Even though there is certainly a lot to be improved, we try to contain environmental damage and support, for example, environmental projects of BUND and NABU. In our manufactory, we rely to 100% on renewable energies, reduce our paper consumption as much as possible, and consistently refrain from unnecessarily overpacking our products.
Our conviction of sustainability and naturalness is also reflected in manufacturing our myrto products: preferably our myrto facial care products are packed in minimalist glass bottles and jars. Exceptions are the microbially sensitive creams in airless dispensers with recycled plastic. As a result, we are able to realize optimally skin-friendly formulations with valuable natural ingredients without conventional preservatives. For our shampoos and conditioners as well, we use airless dispensers instead of glass bottles - the risk of breakage and injuries being usually too high in the slippery shower area. The dispensers are made in Germany, consisting of 100% polypropylene, and being fully recyclable.

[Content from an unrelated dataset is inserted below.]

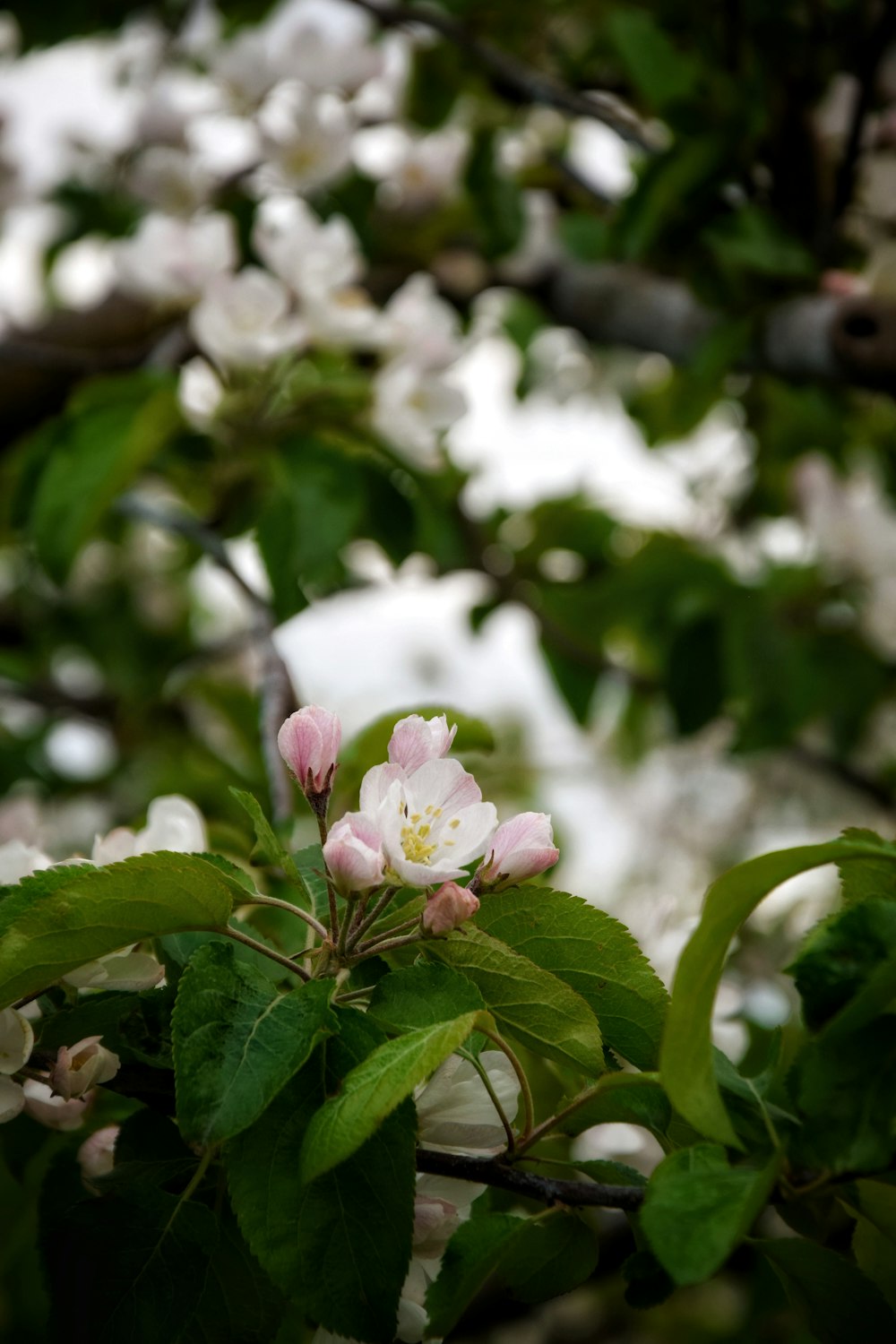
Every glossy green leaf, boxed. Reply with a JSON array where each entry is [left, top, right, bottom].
[[425, 925, 605, 1075], [476, 886, 668, 1069], [172, 943, 339, 1145], [0, 854, 245, 1005], [661, 840, 896, 1147], [224, 1010, 417, 1344], [299, 1012, 490, 1182], [640, 1144, 780, 1285], [368, 962, 485, 1032], [753, 1236, 896, 1344]]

Topic bioplastics: Although we are eagerly awaiting it: Unfortunately, there are still no suitable packaging bottles available, made of pure plant based bioplastics, naturally decomposing in the environment in due time. There are attempts by the industry to produce biodegradable plastics with proportions of sugar cane, cellulose or corn, being principally biodegradable and compostable. However, the plant based content of such packaging is only a few percent currently - the main part is of petrochemical origin. Current bioplastic packaging is therefore more likely to be considered a marketing measure.